We analyzed the three-dimensional shapes of heme-binding pockets (cavity) by using POVME 3.0 [41]. In POVME, the cavity shape of a ligand-binding protein structure can be quantified as a bit vector, each element of which indicating whether the respective grid point belongs to the ligand-binding pocket. The protein structures complexed with heme were superimposed on five atoms in heme: FE, NA, NB, NC, and ND. The coordinates of the missing atoms for proteins were generated using the AMBER LEaP program included in AmberTools version 19.0 [42]. The grid structure of the cavity was computed by using only the protein coordinates (i.e., heme and other molecules were removed). Parameters for POVME calculation were as follows: the center and radius of the inclusion sphere were set to the coordinates of the Fe atom of heme and 8.5 Å, respectively. This radius was determined according to the molecular size of heme. The distance between Fe and oxygen atoms of propionates was approximately 8.5 Å. The Tanimoto score implemented in POVME 3.0 was used to estimate the similarity between pairs of heme-binding pockets. Hierarchical clustering and principal component analysis (PCA) [43] of cavity shapes were performed by using POVME 3.0. The number of clusters was set to 35. We examined three cases of the number of clusters (15, 25, and 35) and obtained the most preferable results (many eigenvectors correlated with heme distortions) for 35.

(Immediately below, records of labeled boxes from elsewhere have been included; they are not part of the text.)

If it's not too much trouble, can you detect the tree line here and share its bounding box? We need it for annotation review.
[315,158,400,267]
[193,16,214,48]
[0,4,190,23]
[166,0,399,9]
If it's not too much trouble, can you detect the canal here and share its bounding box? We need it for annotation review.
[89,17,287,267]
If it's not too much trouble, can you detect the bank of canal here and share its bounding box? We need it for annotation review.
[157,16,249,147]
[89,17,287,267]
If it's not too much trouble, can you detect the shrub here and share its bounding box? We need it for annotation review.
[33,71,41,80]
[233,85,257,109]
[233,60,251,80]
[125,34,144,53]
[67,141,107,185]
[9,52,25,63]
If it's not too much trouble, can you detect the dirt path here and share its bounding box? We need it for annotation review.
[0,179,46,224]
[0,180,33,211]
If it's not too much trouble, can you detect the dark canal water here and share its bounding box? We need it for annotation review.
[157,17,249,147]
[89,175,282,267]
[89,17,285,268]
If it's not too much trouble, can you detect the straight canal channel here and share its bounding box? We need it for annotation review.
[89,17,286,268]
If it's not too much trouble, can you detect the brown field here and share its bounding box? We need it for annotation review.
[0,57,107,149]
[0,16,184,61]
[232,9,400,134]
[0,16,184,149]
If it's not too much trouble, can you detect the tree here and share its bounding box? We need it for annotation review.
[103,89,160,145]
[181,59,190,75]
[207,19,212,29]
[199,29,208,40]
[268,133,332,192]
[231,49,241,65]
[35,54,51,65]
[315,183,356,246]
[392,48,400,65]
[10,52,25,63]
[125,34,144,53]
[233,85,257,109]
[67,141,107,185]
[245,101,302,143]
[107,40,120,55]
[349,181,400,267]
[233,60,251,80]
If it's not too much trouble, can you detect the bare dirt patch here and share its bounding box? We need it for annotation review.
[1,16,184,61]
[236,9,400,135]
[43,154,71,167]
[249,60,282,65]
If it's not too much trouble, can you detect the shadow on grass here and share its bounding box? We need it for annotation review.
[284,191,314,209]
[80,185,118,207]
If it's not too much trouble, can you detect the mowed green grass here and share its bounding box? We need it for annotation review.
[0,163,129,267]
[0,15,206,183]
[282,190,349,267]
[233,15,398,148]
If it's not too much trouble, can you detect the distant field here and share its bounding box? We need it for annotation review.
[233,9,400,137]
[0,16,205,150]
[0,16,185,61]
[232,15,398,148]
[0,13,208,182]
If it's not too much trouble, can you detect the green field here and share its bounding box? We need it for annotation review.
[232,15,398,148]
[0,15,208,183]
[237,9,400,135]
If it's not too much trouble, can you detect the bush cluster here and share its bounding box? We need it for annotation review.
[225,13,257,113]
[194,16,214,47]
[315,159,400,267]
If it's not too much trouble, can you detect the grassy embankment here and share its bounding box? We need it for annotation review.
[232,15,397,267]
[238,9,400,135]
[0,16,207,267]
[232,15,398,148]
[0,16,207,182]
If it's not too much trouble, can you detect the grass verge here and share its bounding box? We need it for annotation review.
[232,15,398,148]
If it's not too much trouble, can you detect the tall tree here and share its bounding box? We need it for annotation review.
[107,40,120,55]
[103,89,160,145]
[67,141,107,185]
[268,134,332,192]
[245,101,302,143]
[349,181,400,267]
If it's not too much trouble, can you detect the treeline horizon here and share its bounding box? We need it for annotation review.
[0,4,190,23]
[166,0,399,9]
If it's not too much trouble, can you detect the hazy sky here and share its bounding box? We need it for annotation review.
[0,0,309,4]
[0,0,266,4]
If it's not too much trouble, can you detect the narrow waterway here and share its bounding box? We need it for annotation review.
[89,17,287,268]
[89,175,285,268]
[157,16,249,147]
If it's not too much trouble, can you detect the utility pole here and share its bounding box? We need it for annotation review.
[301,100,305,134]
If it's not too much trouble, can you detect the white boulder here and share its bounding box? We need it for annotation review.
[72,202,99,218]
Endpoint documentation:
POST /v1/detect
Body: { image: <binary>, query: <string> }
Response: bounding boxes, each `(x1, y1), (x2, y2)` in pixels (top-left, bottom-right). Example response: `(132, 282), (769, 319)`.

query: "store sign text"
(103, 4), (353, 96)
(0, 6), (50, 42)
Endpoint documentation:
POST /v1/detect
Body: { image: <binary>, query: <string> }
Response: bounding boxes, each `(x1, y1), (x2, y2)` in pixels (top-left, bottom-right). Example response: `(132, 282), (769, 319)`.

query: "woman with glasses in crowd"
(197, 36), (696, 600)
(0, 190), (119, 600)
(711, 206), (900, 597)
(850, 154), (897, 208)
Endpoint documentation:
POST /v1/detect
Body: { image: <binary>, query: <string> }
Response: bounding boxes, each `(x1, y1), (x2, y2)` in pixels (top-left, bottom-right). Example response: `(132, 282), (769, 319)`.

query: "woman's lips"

2.4. Alignment of Amino Acid Sequences of Heme Proteins

We downloaded the amino acid sequences of the target heme proteins as FASTA files from PDBj (as of 4 January 2022) and extracted the sequences of 2867 protein chains in the whole dataset. Clustering was performed for the obtained sequence data using Cd-Hit [44], and threshold of sequence similarity was set to 90%.

3. Results and Discussion

3.1. Prediction of Heme Distortion from the Tertiary Structure of the Heme-Binding Pocket Using a CNN Model

We constructed a model to simultaneously predict the magnitude of distortions along the 12 vibrational modes. The edge length of the input voxel was set to 20 Å. The obtained models were assessed based on the R² score calculated as follows:

$$R^2=1-\frac{{{\displaystyle \sum }}_i{\left(p_i^{\mathrm{observed}}-p_i^{\mathrm{predicted}}\right)}^2}{{{\displaystyle \sum }}_i{\left(p_i^{\mathrm{observed}}-{\overline{p}}_{}^{\mathrm{observed}}\right)}^2},$$

(1)

where $p_i^{\mathrm{observed}}$ and $p_i^{\mathrm{predicted}}$ are the distortions of ith heme molecule obtained from the PDB structures and those predicted by the CNN model, respectively, and ${\overline{p}}_{}^{\mathrm{observed}}$ is the mean of heme distortion averaged over the PDB structures in the test dataset. The R² score is a measure used to evaluate how well the model fits the regression, and its values ranges from –∞ to 1. A moderate correlation (correlation coefficient ≥ 0.6) was found between the observed and predicted values for saddling, ruffling, doming, and waving(y) distortions. Detailed prediction results are presented in Table S1, and the plot of observed and predicted values is shown in Figure S1 using results from the model with the maximum R² score among the five cross-validation runs as an example.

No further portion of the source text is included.